MPI and OpenMP user guide
This is a short tutorial about how to use the queuing system, and how to compile and run MPI and OpenMP jobs.
Compiling and running parallel programs on UPPMAX clusters.
Introduction
These notes show by brief examples how to compile and run serial and parallel programs on the clusters at UPPMAX.
Section 1 show how to compile and run serial programs, written in fortran, c, or java, on the login nodes. Things work very much like on any unix system, but the subsections on c and java also demonstrate the use of modules.
Section 2 show how to run serial programs on the execution nodes by submitting them as batch jobs to the queue system SLURM.
Section 3 demonstrate parallel message passing programs in c, using the MPI system.
Section 4 demonstrate threaded programs in c using OpenMP directives. These programs must be executed on processors on the same node, since the threads have common memory areas.
Section 5, finally, demonstrate threaded programs usinig pthreads instead of OpenMP.
All programs are of the trivial "hello, world" type. The point is to demonstrate how to compile and execute the programs, not how to write parallel programs.
Serial programs on the login node
Fortran programs
Enter the following fortran program and save in the file hello.f
C HELLO.F : PRINT MESSAGE ON SCREEN PROGRAM HELLO WRITE(*,*) "hello, world"; END
To compile this you should decide on which compilers to use. At UPPMAX there are two different Fortran compilers installed gcc (gfortran) and Intel (ifort).
For this example we will use Gnu Compiler Collection (gcc) compilers installed on UPPMAX, so the gfortran command can be used to compile fortran code. The GFortran compiler is fully compliant with the Fortran 95 Standard and includes legacy F77 support. In addition, a significant number of Fortran 2003 and Fortran 2008 features are implemented. Fortran2008 and Fortran2018 has full support from gcc/9.
A module must first be loaded to use the compilers. You can check what is available and then load a specific version. Choose one recent or one you know will work for your needs.
$ module avail gcc
$ module load gcc/10.3.0
To compile, enter the command:
$ gfortran -o hello hello.f
to run, enter:
$ ./hello hello, world
To compile with good optimization you can use the "-Ofast" flag to the compiler, but be a bit careful with the -Ofast flag, since sometimes the compiler is a bit overenthusiastic in the optimization and this is especially true if your code contains programming errors (which if you are responsible for the code ought to fix, but if this is someone elses code your options are often more limited). Should -Ofast not work for your code you may try with -O3 instead.

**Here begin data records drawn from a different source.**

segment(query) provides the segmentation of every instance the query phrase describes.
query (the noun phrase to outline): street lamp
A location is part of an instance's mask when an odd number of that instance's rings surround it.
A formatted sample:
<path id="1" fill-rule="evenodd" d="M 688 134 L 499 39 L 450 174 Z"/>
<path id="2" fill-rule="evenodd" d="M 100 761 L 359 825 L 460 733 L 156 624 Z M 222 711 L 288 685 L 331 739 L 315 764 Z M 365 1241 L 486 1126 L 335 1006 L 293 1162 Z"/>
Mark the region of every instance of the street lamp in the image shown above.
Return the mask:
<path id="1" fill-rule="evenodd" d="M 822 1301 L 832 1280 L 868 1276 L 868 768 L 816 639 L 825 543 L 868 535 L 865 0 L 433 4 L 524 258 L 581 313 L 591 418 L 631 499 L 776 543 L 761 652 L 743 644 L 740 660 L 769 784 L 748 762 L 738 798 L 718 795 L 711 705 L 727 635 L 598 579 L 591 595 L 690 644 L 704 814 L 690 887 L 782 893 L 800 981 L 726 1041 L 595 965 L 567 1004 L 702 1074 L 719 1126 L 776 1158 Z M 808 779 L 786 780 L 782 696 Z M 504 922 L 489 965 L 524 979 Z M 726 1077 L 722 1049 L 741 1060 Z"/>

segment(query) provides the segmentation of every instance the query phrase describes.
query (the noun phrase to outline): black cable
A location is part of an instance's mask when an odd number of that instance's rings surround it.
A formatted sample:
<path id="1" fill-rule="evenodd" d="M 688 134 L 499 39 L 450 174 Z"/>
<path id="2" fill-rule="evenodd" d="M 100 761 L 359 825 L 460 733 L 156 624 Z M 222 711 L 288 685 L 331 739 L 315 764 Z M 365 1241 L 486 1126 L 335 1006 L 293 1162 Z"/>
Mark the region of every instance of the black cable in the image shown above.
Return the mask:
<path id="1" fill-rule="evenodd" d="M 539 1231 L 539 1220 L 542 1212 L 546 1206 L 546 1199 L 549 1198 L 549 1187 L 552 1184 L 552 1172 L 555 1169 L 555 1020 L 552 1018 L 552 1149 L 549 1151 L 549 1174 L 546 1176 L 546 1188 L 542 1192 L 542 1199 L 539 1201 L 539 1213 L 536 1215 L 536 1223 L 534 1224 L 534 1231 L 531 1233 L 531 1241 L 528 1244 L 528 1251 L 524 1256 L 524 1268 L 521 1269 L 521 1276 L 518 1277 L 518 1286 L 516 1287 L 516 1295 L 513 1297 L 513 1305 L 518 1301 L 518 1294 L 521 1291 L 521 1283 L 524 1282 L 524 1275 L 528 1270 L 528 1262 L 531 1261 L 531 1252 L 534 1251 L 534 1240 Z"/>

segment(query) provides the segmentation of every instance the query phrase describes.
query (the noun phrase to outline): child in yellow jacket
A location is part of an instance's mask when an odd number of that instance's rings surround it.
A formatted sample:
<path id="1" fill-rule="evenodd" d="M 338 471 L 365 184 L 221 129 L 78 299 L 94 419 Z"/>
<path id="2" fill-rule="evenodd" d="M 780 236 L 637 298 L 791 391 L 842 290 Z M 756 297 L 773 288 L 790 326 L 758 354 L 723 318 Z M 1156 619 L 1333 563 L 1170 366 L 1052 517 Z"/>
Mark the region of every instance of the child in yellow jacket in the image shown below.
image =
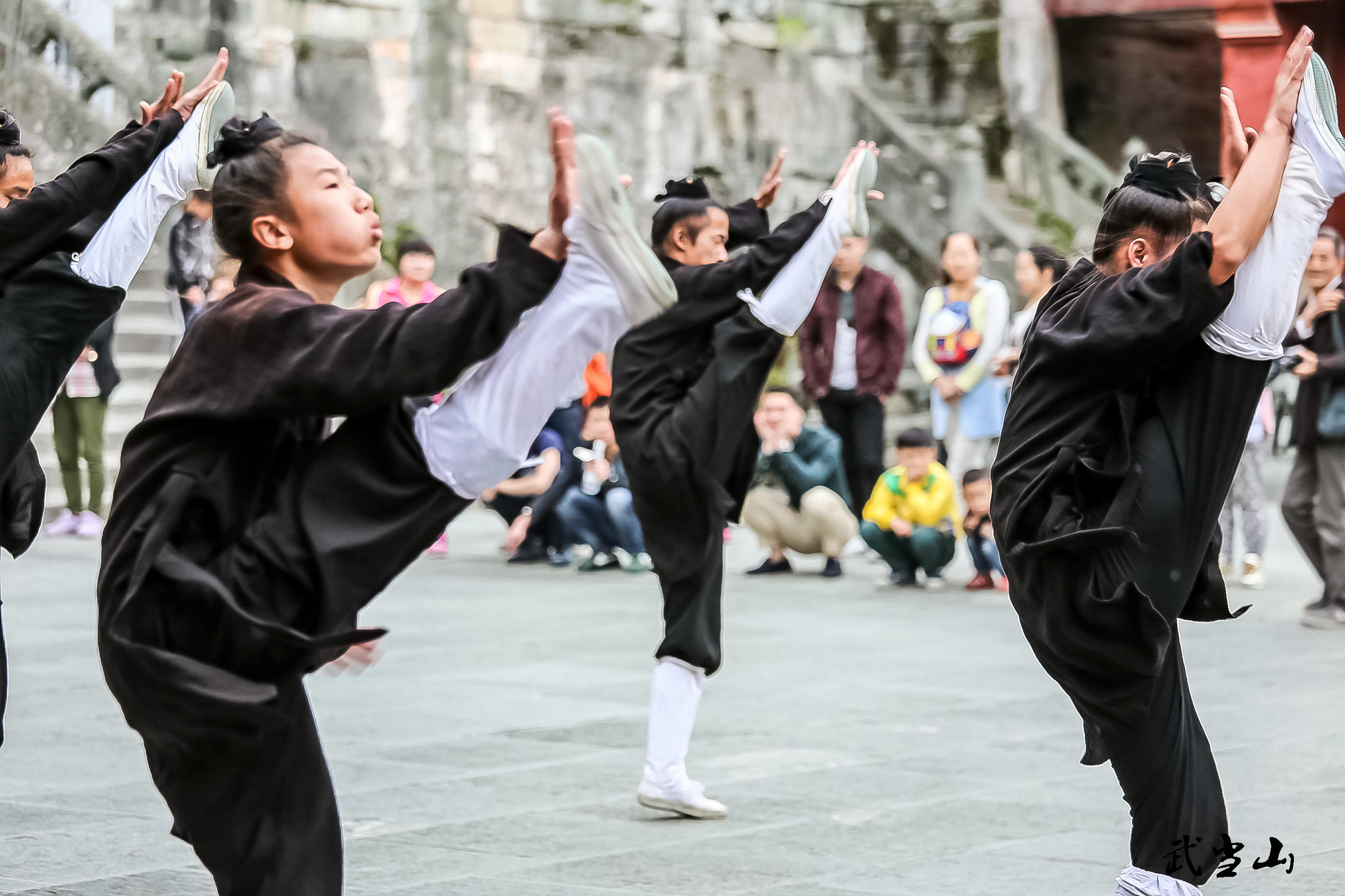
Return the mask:
<path id="1" fill-rule="evenodd" d="M 943 568 L 958 545 L 958 500 L 952 477 L 935 461 L 928 430 L 897 437 L 897 466 L 878 477 L 863 505 L 859 535 L 892 570 L 896 586 L 915 584 L 916 568 L 925 587 L 944 587 Z"/>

Intel oneAPI collection (intel) compilers are installed on UPPMAX, so the ifort command can be used to compile fortran code. The ifort compiler is fully compliant with the Fortran 95 Standard and includes legacy F77 support. In addition, a significant number of Fortran 2003 and Fortran 2008 features are implemented. Fortran2008 has full support from intel/18. Fortran2018 has full support from intel/19+.
If you want to use Intel, check what is available and choose one recent or one you know will work for your needs.
$ module avail intel
$ module load intel/20.4
To compile, enter the command:
$ ifort -o hello hello.f
to run, enter:
$ ./hello hello, world
C programs
Enter the following c program and save in the file hello.c
/* hello.c : print message on screen */ #include <stdio.h> int main() { printf("hello, world\n"); return 0; }
To compile using gcc installed with the system (4.8.5, 2015) and with no optimization, use the gcc command.
$ gcc -o hello hello.c
To use a newer version of ggc we load a module:
$ module load gcc/10.3.0
$ gcc -o hello hello.c
with basic optimization:
$ gcc -O3 -o hello hello.c
c11 standard has full support from gcc/4.8, c17 standard (bug-fix) from gcc/8.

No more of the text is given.